On ne peut pas conclure sans une mention spéciale pour les seconds rôles. David et Madame Hansen est un film intime, la majeure partie n’incluant que quatre personnages ; au delà du couple Astier-Adjani, Julie-Anne Roth est à mon avis trop laissée de côté, mais cette légère absence est compensée par le rôle de Victor Chambon qui, sous des airs d’ado un peu mou révèle une belle sensibilité et une belle compréhension pour la patiente de son beau-frère, ouvrant ainsi la porte à plusieurs belles scènes qui marquent le film d’une touche de fraîcheur. On peut mentionner également Sébastien Lalanne dont le rôle ne m’a pas franchement plu mais qui montre ici une facette de son jeu qui m’était inconnue, agréable découverte. Mais le meilleur second rôle est sans conteste Jean-Charles Simon dans le rôle du docteur.

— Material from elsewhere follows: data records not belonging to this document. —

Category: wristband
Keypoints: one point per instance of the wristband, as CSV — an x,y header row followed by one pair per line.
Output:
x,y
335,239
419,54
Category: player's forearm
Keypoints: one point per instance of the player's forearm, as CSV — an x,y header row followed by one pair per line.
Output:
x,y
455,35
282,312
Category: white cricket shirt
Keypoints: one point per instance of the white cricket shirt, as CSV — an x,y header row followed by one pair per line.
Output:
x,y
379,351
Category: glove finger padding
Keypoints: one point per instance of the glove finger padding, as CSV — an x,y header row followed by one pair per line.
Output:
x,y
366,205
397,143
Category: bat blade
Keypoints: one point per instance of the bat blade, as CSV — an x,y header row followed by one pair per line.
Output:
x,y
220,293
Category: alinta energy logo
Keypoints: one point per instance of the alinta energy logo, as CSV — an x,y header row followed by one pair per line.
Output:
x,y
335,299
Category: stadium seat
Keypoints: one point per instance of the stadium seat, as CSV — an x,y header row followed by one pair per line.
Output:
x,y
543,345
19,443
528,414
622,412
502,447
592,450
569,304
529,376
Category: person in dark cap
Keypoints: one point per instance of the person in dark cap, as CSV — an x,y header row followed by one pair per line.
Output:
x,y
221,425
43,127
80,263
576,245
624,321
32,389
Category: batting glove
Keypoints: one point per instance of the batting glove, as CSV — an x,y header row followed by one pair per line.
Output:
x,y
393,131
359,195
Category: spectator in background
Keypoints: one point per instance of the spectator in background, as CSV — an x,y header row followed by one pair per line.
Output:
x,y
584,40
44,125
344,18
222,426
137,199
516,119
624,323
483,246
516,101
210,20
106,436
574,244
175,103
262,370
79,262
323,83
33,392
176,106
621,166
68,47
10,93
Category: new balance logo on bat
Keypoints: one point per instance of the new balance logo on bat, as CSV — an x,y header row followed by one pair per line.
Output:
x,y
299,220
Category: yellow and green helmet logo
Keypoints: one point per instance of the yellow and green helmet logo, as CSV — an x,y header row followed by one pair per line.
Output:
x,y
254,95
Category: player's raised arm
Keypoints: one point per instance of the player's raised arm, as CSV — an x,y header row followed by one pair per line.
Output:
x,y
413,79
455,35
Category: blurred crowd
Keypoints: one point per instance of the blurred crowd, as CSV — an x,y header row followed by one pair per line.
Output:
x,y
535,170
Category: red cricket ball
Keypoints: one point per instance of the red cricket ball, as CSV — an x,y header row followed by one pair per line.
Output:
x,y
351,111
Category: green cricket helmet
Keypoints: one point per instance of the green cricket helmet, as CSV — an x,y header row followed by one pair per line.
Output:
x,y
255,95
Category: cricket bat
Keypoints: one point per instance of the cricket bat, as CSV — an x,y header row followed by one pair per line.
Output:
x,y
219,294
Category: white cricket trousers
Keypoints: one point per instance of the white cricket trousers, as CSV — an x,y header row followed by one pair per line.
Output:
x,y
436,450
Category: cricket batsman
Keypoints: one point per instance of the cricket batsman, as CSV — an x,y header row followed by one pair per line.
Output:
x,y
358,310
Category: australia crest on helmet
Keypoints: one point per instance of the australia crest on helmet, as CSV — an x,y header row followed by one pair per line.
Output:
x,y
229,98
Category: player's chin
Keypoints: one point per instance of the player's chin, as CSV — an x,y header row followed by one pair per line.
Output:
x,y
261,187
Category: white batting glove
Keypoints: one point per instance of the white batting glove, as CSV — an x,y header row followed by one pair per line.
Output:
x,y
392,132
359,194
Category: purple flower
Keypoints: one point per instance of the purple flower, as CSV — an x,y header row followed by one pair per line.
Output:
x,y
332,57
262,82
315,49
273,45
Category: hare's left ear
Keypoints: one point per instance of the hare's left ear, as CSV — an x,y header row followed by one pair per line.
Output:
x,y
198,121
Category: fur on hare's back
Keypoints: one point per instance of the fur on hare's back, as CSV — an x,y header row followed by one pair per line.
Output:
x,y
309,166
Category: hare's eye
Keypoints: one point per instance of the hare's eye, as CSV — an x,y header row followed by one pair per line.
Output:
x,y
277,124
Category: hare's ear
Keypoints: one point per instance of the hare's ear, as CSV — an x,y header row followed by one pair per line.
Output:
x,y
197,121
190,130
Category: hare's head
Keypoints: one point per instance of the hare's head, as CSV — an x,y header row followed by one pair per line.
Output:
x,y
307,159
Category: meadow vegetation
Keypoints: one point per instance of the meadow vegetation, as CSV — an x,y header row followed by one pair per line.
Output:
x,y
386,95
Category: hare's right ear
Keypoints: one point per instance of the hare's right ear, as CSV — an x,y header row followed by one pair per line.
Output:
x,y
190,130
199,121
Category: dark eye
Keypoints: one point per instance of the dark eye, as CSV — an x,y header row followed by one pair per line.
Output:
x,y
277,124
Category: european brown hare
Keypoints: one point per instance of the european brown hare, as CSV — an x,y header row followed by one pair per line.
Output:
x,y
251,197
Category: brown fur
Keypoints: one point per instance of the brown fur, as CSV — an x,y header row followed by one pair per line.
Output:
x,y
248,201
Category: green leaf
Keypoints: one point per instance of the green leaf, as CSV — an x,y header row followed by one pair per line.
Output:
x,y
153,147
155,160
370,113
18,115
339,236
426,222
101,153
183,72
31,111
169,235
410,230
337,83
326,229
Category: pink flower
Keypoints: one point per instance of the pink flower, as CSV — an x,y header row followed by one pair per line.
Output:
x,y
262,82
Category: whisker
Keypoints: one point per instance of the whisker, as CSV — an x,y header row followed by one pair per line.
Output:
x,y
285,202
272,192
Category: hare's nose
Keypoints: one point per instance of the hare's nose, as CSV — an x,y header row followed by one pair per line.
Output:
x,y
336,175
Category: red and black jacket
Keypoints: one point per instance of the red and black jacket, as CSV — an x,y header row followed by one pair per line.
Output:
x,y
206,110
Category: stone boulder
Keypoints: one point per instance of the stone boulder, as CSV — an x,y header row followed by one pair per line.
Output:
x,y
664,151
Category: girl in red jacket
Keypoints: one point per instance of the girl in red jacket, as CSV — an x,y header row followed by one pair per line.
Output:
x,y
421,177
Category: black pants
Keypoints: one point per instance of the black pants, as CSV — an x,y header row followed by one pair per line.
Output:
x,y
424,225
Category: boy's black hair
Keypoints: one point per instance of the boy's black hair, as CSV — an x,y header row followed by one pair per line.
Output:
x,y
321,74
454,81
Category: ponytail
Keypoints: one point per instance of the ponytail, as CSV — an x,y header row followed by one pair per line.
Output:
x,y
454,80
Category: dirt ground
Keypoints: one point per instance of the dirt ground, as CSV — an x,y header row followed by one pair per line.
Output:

Véritable surprise et coup de cœur instantané pour ce personnage.
En résumé, loin du chef d’œuvre, mais un très bon film pour une première, avec son lot d’erreurs et d’imperfections, mais qui fait passer Astier dans la cour des réalisateurs de cinéma et qui montre qu’il a bien le talent nécessaire pour écrire et réaliser sur grand écran. La télé et le cinéma sont très différents sur bien des points, et nombre de réalisateurs télé qui se sont essayés au cinéma se sont plantés en beauté ; je ne pense pas que ça sera le cas d’Astier.